If you had told me 5 years ago that I would be modeling nude, I would’ve laughed and called you crazy. I considered my body far from perfect and was insecure about almost everything. So insecure that I couldn’t even post a photo to social media without suffering a near panic attack for fear of what others would think. So I simply didn’t. I didn't voice my opinions or speak up when I wanted to. I allowed my insecurities to wilt me into a wallflower and found comfort in my anonymity. But that life created an enormous void within me.

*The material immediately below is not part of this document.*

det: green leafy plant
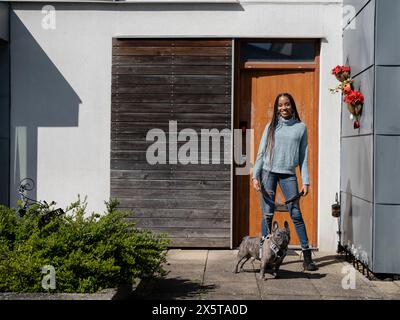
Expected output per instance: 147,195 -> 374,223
0,197 -> 169,293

When our society, our government, and even our social media outlets tell women that our bodies must be covered more than men, it perpetuates these insecurities. These restrictions imply that a woman’s breasts are more shameful than a man’s. Yet a woman’s breasts are just as natural a part of our anatomy as they are for a man. If anything, a woman’s breasts are less shameful as they are able to perform the amazing feat of feeding and sustaining an infant’s life. Surely sustaining the human race is not shameful.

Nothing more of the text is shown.